Consequently, it is not surprising that patients receiving NSM, which is essentially based on analgesics, bed rest, and bracing, are more likely to be exposed to infectious or venous thrombotic events compared to those receiving VP/BKP, which in turns allows rapid patients’ mobilization (< 24 h) and hospital discharge (on the same day of the procedure or 1–2 days within it), mainly due to fast pain relief [3, 4, 21, 35]. Therefore, it is important to note that evaluation of the outcome “pain relief” after VA in OVCF patients should be reasonably assessed in the short term (i.e., 2–4 weeks) rather than in the long term (e.g., 12 months), when spontaneous fracture healing logically hides the advantages of treatment [42]. Conversely, VA should be provided in the acute setting [3, 4, 43], and especially to patients with pain lasting no more than 6 weeks. Furthermore, it has been reported that VA rapidly and significantly improves gait in patients with OCVFs [44], and reduces the long-term (4-year) cumulative costs of patients’ management, mainly due to reduced analgesic consumption [45].

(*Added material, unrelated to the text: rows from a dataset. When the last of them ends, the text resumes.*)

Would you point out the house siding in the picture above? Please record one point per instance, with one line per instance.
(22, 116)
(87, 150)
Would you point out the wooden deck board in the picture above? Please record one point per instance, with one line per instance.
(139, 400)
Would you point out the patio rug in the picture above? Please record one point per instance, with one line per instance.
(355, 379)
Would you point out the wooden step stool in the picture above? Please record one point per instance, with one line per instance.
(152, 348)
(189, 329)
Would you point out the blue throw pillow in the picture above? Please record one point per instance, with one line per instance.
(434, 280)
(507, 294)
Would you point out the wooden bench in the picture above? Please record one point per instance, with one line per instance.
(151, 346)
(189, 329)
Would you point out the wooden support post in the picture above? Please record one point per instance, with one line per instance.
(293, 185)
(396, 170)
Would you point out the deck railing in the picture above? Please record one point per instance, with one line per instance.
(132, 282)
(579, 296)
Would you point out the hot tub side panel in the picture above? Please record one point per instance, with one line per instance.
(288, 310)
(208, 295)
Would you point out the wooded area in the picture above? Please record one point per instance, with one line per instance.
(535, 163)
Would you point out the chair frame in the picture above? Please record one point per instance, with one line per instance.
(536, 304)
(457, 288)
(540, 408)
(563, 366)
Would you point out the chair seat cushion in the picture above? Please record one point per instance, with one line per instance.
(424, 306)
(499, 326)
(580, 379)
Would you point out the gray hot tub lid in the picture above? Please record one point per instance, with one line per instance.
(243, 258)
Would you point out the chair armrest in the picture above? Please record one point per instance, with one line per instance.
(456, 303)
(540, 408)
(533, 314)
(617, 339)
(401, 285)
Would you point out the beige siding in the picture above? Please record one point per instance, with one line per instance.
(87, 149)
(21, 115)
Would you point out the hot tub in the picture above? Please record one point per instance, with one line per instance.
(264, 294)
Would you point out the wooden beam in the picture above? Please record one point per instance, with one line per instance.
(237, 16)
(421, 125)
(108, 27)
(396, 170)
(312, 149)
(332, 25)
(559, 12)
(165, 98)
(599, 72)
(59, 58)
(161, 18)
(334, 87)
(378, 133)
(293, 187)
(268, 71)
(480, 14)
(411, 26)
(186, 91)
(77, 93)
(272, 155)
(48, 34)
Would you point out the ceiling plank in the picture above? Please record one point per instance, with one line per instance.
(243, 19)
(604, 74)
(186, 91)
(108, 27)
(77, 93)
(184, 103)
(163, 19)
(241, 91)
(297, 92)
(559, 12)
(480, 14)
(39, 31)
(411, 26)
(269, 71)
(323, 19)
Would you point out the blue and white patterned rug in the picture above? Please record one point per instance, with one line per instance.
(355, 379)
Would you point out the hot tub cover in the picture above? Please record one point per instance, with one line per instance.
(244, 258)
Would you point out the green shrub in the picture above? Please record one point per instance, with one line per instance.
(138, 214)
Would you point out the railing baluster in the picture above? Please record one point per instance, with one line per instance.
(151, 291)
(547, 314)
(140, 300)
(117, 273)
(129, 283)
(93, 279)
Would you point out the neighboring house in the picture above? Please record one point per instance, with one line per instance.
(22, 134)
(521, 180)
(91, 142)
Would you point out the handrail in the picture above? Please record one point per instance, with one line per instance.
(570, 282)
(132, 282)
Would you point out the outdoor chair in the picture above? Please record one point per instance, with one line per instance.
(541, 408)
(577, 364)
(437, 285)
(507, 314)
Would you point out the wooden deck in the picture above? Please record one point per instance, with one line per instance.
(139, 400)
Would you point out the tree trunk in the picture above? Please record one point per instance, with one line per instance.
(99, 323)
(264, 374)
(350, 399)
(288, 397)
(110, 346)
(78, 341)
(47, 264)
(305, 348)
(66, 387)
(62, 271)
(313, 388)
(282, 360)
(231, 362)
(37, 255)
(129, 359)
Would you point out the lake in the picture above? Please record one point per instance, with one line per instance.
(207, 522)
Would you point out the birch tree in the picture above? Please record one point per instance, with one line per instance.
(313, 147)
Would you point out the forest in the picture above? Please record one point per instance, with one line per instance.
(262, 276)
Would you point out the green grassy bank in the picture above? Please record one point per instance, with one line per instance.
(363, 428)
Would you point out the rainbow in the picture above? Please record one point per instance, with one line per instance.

Finally, a slightly (6%) increased risk of new VCFs after VA compared to NSM was noted. However, given the relative small risk shown in comparison to the high number of new VCFs requiring subsequent treatment in both VP/BKP and NSM cohorts, it may be reasonably concluded that these new VCFs are more likely related to the systemic involvement of the osteoporotic disease rather than the altered plasticity induced by cemented vertebrae to adjacent non-cement vertebrae [43, 46, 47]. This view also highlights that VA solely treats the clinically evident consequence (i.e., fracture) of osteoporosis and not the osteoporosis itself, and in fact, a large study including 650 patients has recently proven that older age (OR: 2.48) and lower bone mineral density (OR: 0.31) are risk factors favoring the development of new VCFs after PV/PKP, whereas outdoor activity (OR: 0.38) played a protective role [48]. In line with these findings, Cao et al [49] reported that primary factors associated with new VCFs after VP were low bone mineral density (standardized mean difference − 0.37), steroid usage (OR: 2.63), and multiple treated vertebrae (OR: 2.03). Therefore, with poor bone mineral density being identified as the leading factor favoring secondary VCFs after VA, clinical management should not be solely restricted to VA, but should also include adequate medical treatment of the underlying osteoporotic disease with the intent of reducing the rate of new post-VA VCFs [50]. In the end, it has been showed [51] that poor adherence to the anti-osteoporotic medical treatment in OVCF patients increases the risk of mortality (HR: 1.75) mostly due to increased rates of infection (HR: 4.56). Therefore, further studies are needed to prove whether systematic combination of VA and anti-osteoporotic medications may further reduce patients’ morbidity and mortality.

This study has some limitations. First, we had a low number of censored events accounting for the analysis of the primary outcomes. This occurred due to our research of studies solely performed on Medline and EMBASE and, most of all, due to our strict inclusion criteria. As a result, statistical significance was not reached in the primary outcome analysis.

Secondly, statistical results may depend on the classification we have adopted to group censored events for the morbidity analysis, and we cannot exclude that results may change with different grouping criteria, althought it seems highly implausible.

In conclusion, compared to NSM, VP/BKP confer a risk reduction of 12-month all-cause mortality and morbidity by 19% and 36%, respectively. Moreover, following VP/BKP, the 12-month risk of infection from any origin is reduced by 77%. Although these data favor VP/BKP over NSM, probably due to fast pain relief and rapid patients’ mobilization, cautious interpretation is needed due to absence of statistical significance.